Chen, Yi published the artcileCharacteristic fingerprints and volatile flavor compound variations in Liuyang Douchi during fermentation via HS-GC-IMS and HS-SPME-GC-MS, Recommanded Product: 3-(Methylthio)propan-1-ol, the main research area is ethyl acetate 1octen3ol volatile organic compound fermentation; Douchi; Fermentation; HS-GC-IMS; HS-SPME-GC-MS; Volatile compounds.
The present study investigates volatile organic compound (VOC) compositional changes in Liuyang Douchi during fermentation via a HS-GC-IMS and HS-SPME-GC-MS combination approach. A total of 115 VOCs were identified from Douchi, most of which were accumulated during pile fermentation Notably, most alcs. and acids decreased with fermentation, while esters, ketones, pyrazines, and phenols accumulated during pile fermentation Depending on the VOCs identified by GC-IMS/MS, the different fermentation stages of Douchi could be facilely distinguished.
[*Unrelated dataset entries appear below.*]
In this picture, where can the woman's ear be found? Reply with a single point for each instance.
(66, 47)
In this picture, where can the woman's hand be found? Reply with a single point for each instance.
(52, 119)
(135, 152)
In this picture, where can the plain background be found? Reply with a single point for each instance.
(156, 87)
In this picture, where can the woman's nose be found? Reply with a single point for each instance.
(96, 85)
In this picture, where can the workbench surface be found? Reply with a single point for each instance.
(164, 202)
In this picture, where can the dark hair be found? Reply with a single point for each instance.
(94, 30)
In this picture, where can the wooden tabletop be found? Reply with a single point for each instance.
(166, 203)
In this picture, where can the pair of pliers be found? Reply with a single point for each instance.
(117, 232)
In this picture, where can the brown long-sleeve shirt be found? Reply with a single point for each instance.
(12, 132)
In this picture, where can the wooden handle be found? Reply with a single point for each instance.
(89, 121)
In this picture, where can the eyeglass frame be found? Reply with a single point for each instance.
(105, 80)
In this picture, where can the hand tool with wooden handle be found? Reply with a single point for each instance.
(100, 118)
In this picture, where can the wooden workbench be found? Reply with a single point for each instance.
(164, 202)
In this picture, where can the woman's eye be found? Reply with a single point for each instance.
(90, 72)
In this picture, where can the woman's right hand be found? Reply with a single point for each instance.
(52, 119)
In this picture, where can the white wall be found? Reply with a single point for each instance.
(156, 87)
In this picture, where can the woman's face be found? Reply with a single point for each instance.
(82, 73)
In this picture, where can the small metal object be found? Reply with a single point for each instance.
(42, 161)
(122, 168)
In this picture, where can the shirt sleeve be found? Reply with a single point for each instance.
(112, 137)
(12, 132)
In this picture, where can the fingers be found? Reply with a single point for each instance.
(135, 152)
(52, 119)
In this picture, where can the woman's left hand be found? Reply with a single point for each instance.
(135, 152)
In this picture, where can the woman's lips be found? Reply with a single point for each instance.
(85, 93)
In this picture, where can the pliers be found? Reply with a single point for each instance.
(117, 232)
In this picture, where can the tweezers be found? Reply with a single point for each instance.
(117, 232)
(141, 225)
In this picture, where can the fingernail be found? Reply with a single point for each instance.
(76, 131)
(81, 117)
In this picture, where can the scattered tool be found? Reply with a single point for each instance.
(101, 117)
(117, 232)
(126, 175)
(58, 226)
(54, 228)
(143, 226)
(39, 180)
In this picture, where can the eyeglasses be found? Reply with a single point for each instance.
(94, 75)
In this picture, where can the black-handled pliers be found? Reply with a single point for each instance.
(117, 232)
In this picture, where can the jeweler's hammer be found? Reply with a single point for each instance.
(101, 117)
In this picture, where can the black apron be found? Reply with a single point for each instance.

Of these, 49 VOCs were regarded as the marker VOCs of Douchi in different fermentation stage: hexanol, hexanal, and propanoic acid was the marker VOCs of the black beans before fermentation and contributing beany and grassy odors; 1-octen-3-ol and 3-octanone supplying a mushroom aroma to the Douchi fermented for 3-9 days; and esters and pyrazine, especially Et acetate and 2,6-dimethylpyrazine, contributing the cocoa, fruity, and nutty aromas of matured Douchi.
Food Chemistry published new progress about Acids Role: BSU (Biological Study, Unclassified), BIOL (Biological Study). 505-10-2 belongs to class alcohols-buliding-blocks, name is 3-(Methylthio)propan-1-ol, and the molecular formula is C4H10OS, Recommanded Product: 3-(Methylthio)propan-1-ol.